UCT is an old institution that has seen much change over the years. Sometimes it's been at the forefront of that change; at other times it has resisted it. Twenty-one years into our country's democracy, 186 years from our founding, we're again at another turning point.
The #RhodesMustFall campaign was never simply about a statue. It was about symbols, names and heritage more generally; and beyond that about making all students and staff feel like they belong at UCT, about creating an inclusive culture.
It is a process that can benefit from the inputs of our staff, students, alumni and broader UCT community. Let me encourage alumni: if you ever felt unwelcome at UCT – whether because of your race, class, gender, religion, sexual orientation, disability, language or culture – we invite your participation, your ideas, your passion and ability to imagine new possibilities for the university. What was it that made you feel you did not fully belong? Any ideas what UCT could do to change that?
On the other hand, you may have taken to UCT like a fish to water – coming to UCT felt natural. The symbols and names, history and architecture were familiar to you from childhood. Perhaps you find it incomprehensible that these names and symbols could be controversial, offensive, signaling exclusion. If this is how you feel we want you to participate too; by reading all that is being said, by opening yourself to new views, by sharing your particular stance and by helping us with ideas on how to make everyone feel included and recognised on campus. Whether your view is one of the above or somewhere in-between, please do engage.
This is an exciting time for UCT; a time of significant rupture with the past and commitment to an inclusive future.

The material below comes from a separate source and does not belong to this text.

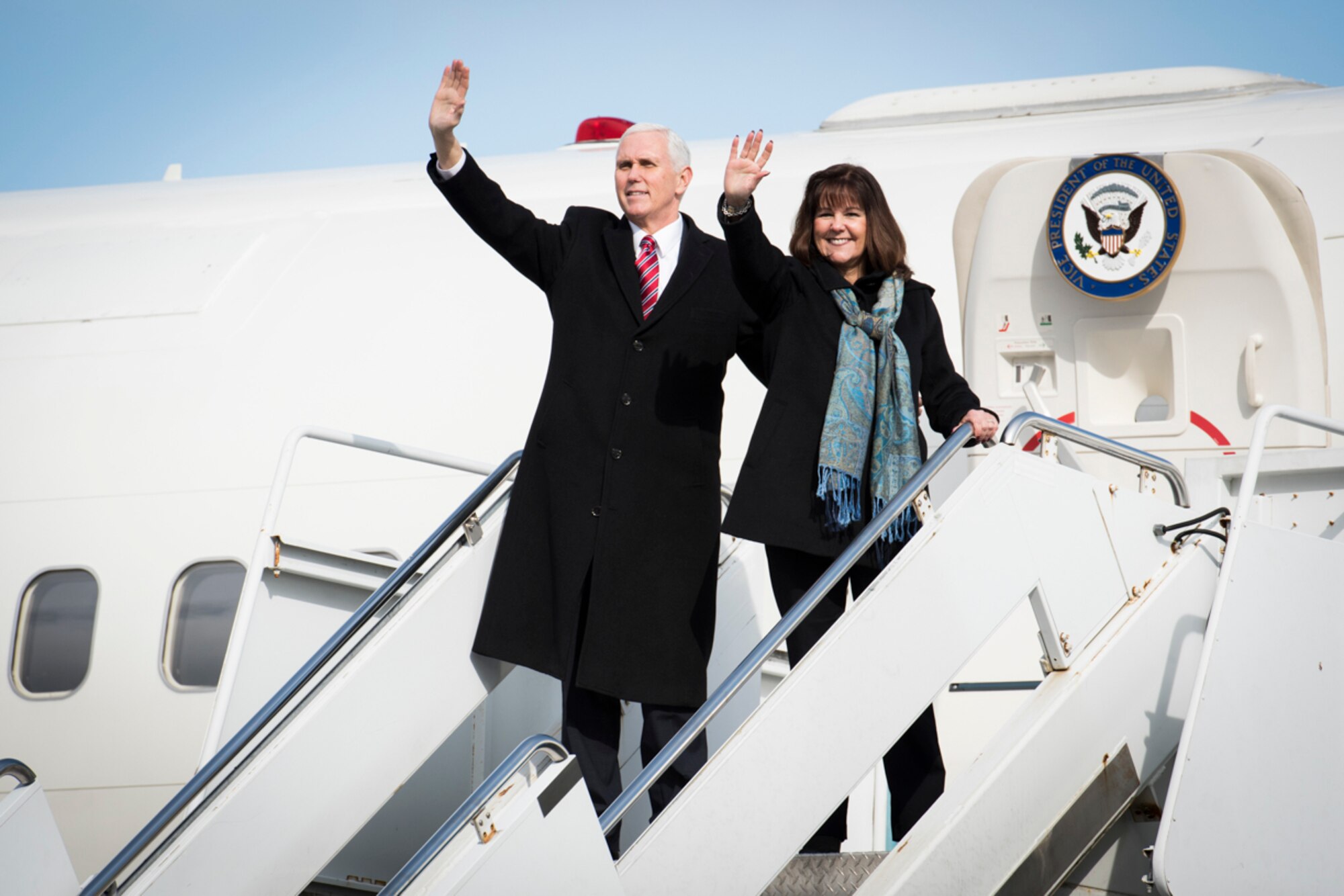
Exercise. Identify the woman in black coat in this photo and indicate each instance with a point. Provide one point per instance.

I believe that we are in a position to lead the discussions in the country – in higher education and even beyond that. It's a long road ahead, filled with difficult conversations and uncomfortable self-reflection. It's also a path that will define us in the future.

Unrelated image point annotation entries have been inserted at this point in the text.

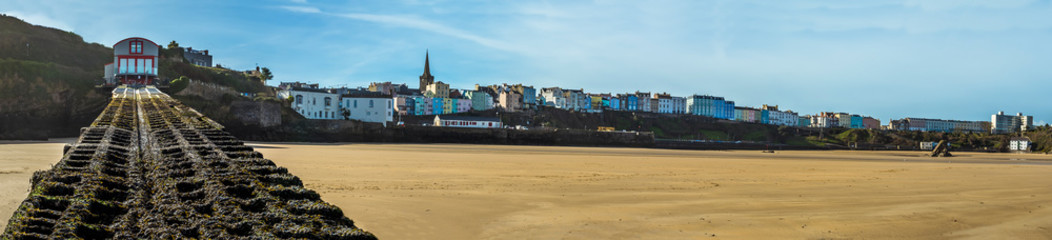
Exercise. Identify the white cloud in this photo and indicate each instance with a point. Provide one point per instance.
(412, 22)
(305, 10)
(39, 19)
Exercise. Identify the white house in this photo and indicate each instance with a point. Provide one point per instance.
(553, 97)
(315, 103)
(368, 106)
(465, 121)
(1019, 144)
(463, 104)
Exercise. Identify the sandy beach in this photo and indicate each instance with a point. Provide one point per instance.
(499, 192)
(18, 160)
(492, 192)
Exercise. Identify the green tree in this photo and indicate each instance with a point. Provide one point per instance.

Finally, I want to assure everyone that whilst it may seem from media images and the extensive coverage of the Rhodes Statue protests that this has been disruptive, even aggressive, in fact the protests have generally been disciplined, peaceful and considered. The protesters have engaged in serious teach-ins (from a range of people including our academics) in Mafeje room in the Bremner Building, and I believe for many this is indeed an educational experience and they ultimately have the university's interest at heart. Classes have not been missed nor disrupted. One should not have to make these points, but unfortunately such disruption is the routine in the protests that occur on many other university campuses in South Africa. Let me also assure all that we will not tolerate illegal acts. Where there have been isolated incidents of behaviour that amounts to intimidation we are
investigating disciplinary action.
I look upon this time as an opportunity for the UCT community to refocus our transformation agenda, to accelerate our efforts on the way towards an inclusive and diverse community where all feel at home and enthusiastically make their contribution.